We first dispose of DEP's objection to this appeal which is made on the ground that plaintiff must first await an enforcement

[243 NJSuper Page 379]

proceeding before seeking review of cleanup plan standards, relying on Matter of Kimber Petroleum Corp., 110 N.J. 69, 539 A.2d 1181 (1988), app. dism. sub nom; Kimber Petroleum Corp. v. Daggett, 488 U.S. 935, 109 S. Ct. 358, 102 L. Ed. 2d 349 (1988). The contention has merit with respect to plaintiff's request that we find DEP's approved cleanup plan standards arbitrary and capricious. Without an adversarial record there is no basis for judicial review to determine whether standards governing administrative action have been breached. But as matters now stand plaintiff has no assurance of a pre-cleanup enforcement proceeding from which there can be any meaningful review. Plaintiff has already deposited its $1,500,000.00 letter of credit and established a standby trust fund. With these financial assurances intact DEP is free to proceed with its own cleanup and then, so long as proper notice has been given, "draw on the financial assurance provided" under paragraph 11D of the ACO. The relevance of Kimber is to be found not in its holding that judicial review is unavailable until an enforcement proceeding is brought, but in its larger concerns that due process values not be overlooked, even in environmental litigation. Its particular significance to this case is that plaintiff should be afforded an opportunity to be heard before the cleanup costs have been incurred.

In Kimber, supra, the Supreme Court considered a challenge to the constitutionality of the treble damages section of the Spill Compensation and Control Act, N.J.S.A. 58:10-23.11f(a), which imposed such liability upon any polluter which failed to comply with a DEP directive to remove a hazardous discharge. Because Kimber had allowed the contamination of existing groundwater, a DEP directive ordered it to pay $2.16 million to fund the construction of an alternate water supply. The Court found the statute constitutionally doubtful for failure to allow for a hearing in which the directive's validity could be disputed before imposition of penal liability. Rather than invalidate the Act, the Court read into it a provision for a hearing which would assure the alleged polluter an opportunity to show "an

[243 NJSuper Page 380]

objectively reasonable basis for believing that DEP's directive was either invalid or inapplicable to it, and that any decision by the DEP to seek treble damages in a recovery action be subject to judicial review as any other agency action." 110 N.J. at 83, 539 A.2d 1181. The focus of that decision is not so much upon requiring the alleged polluter to await an enforcement proceeding as it is upon finding a way to assure that due process will precede an order for liability.

While the ACO is a complicating feature in determining plaintiff's obligations, we disagree with DEP that it represents a relinquishment by plaintiff of its right to due process in the determination of its ECRA responsibilities.

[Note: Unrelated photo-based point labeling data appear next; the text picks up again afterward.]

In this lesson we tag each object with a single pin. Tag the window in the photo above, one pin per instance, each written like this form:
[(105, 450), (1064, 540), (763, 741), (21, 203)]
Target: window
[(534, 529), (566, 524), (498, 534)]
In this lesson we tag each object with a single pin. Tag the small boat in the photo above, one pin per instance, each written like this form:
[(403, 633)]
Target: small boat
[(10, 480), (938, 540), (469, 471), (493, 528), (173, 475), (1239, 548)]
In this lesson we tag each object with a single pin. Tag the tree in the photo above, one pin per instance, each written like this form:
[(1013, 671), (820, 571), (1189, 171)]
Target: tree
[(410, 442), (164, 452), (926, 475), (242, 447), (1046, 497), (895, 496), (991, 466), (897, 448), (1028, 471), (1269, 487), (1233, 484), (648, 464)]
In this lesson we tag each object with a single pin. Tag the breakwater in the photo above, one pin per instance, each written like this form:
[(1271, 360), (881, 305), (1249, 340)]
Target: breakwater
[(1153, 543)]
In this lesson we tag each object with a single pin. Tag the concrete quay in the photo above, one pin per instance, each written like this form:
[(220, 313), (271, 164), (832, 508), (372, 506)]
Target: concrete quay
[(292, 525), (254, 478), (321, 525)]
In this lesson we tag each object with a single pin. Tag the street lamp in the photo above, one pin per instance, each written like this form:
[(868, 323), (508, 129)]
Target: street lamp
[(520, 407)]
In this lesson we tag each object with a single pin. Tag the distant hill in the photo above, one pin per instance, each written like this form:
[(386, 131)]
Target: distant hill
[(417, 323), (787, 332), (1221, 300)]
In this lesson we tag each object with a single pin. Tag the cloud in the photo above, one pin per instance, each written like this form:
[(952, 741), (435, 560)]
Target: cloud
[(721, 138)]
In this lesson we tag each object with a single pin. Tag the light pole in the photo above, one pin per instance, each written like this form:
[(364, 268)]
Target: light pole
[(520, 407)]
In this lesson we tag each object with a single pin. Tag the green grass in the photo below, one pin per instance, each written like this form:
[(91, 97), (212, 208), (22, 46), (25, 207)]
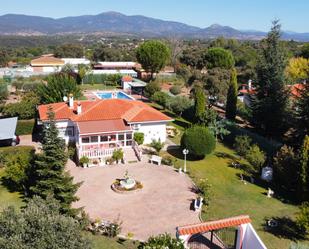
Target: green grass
[(101, 87), (101, 242), (231, 197), (8, 198)]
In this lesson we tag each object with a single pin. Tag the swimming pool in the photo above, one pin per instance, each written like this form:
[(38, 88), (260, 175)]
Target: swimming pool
[(113, 95)]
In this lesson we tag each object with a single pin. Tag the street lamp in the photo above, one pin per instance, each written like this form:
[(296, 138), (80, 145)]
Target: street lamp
[(185, 152)]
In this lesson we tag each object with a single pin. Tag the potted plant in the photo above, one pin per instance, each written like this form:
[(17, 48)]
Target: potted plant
[(84, 161), (117, 155)]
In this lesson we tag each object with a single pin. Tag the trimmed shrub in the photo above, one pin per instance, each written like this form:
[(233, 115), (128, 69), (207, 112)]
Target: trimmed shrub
[(242, 145), (163, 241), (117, 155), (199, 140), (168, 160), (139, 137), (151, 88), (161, 98), (157, 145), (175, 90), (25, 127), (25, 109)]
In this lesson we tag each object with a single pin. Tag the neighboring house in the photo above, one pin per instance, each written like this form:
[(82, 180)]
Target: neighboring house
[(76, 61), (46, 64), (132, 85), (98, 127), (208, 233)]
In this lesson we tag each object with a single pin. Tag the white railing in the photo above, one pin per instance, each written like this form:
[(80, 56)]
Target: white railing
[(137, 150), (95, 153)]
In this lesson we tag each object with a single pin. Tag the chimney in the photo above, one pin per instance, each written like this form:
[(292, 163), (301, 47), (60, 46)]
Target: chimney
[(79, 108), (249, 84), (71, 101)]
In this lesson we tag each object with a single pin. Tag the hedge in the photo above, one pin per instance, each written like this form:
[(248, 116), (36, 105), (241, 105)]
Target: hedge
[(17, 150), (199, 140), (267, 145), (25, 127)]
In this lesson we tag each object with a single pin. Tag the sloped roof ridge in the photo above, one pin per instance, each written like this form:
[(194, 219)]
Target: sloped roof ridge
[(96, 103)]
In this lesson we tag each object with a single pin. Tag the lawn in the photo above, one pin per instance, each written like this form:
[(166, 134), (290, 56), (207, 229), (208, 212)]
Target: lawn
[(101, 242), (7, 198)]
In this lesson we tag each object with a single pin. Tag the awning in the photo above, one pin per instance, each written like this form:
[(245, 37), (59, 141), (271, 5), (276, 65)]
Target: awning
[(102, 126), (7, 128)]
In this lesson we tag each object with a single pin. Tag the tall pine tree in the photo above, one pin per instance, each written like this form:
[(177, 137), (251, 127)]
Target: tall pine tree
[(269, 104), (231, 101), (48, 172), (302, 112), (303, 180)]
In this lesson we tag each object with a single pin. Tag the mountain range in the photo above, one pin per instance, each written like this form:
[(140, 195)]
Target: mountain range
[(117, 23)]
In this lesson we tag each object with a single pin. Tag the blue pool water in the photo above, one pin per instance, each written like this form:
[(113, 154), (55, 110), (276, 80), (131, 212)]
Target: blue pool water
[(113, 95)]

In fact, paragraph 14 of the ACO specifically reserves to plaintiff "its right to seek review of any enforcement action as provided by the Administrative Procedure Act, N.J.S.A. 52:14B-1 et seq. " Although the term "enforcement action" is somewhat ambiguous, the presence of this provision in the ACO rebuts DEP's contention that plaintiff agreed to comply with whatever cleanup standards the agency chose.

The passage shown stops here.